The techniques of analysis of covariance are employed in three mathematically similar but conceptually very different kinds of problem. Examples of all three kinds arise in connection with the development of pharmaceutical products.

In the first case, a regression model is expected to fit the data well enough to serve as the basis for prediction. In testing the stability of a drug product, for example, the potency may be modeled as a linear function of time, and the possibility of different lines for different batches of the product needs to be allowed for. The purpose of the statistical analysis is to ensure, with a stated degree of confidence, that the potency at a given time will be within given limits.

The second and perhaps widest application of analysis of covariance is in observational studies, such as arise in the postmarketing phase of drug development. It may be desired, for example, to study the association of some outcome with exposure to a drug.
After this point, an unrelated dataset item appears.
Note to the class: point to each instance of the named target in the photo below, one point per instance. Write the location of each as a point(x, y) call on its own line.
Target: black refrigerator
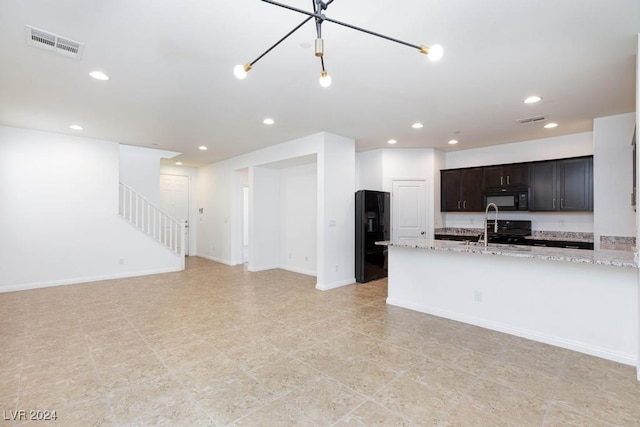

It is necessary to adjust for covariates that may be systematically associated both with the outcome and with the exposure and so induce a spurious relationship between the outcome and the exposure. In such studies the unexplained variation is typically high, so the model is not expected to fit the individual observations well. It must, however, include all the important potential confounders and must have at least approximately the right functional form, if a causal relationship, or the absence of one, between the outcome and the exposure is to be inferred.

The third kind of application of analysis of covariance, although the first historically,1 is to randomized, controlled experiments such as clinical trials of the efficacy of new drugs. In such experiments, adjustment for covariates is optional in a sense, because the validity of unadjusted comparisons is ensured by randomization. Adjustments properly planned and executed, however, can reduce the probabilities of inferential errors and so help to control the size, cost, and time of clinical trials.

The modeling problem is straightforward, well covered in textbooks, and, strictly speaking, not a matter of “adjustment.” The observational problem, in contrast, is essentially intractable from the standpoint of formal statistical inference; but heuristic methods have had wide application and discussion. We focus here on the adjustment for covariates in the experimental setting. This problem has had relatively little attention in the literature, partly because early writings1 are largely complete, correct, and still sufficient. Unfortunately, the more recent literature on modeling and on observational studies has been misapplied to the experimental problem. Either a well-fitting model is thought to be required, as in the first problem, or the analysis is supposed to be heuristic, as in the second. In fact, a rigorous theory of analysis of covariance in controlled experiments can be developed, even in the absence of a good model for the covariate effects.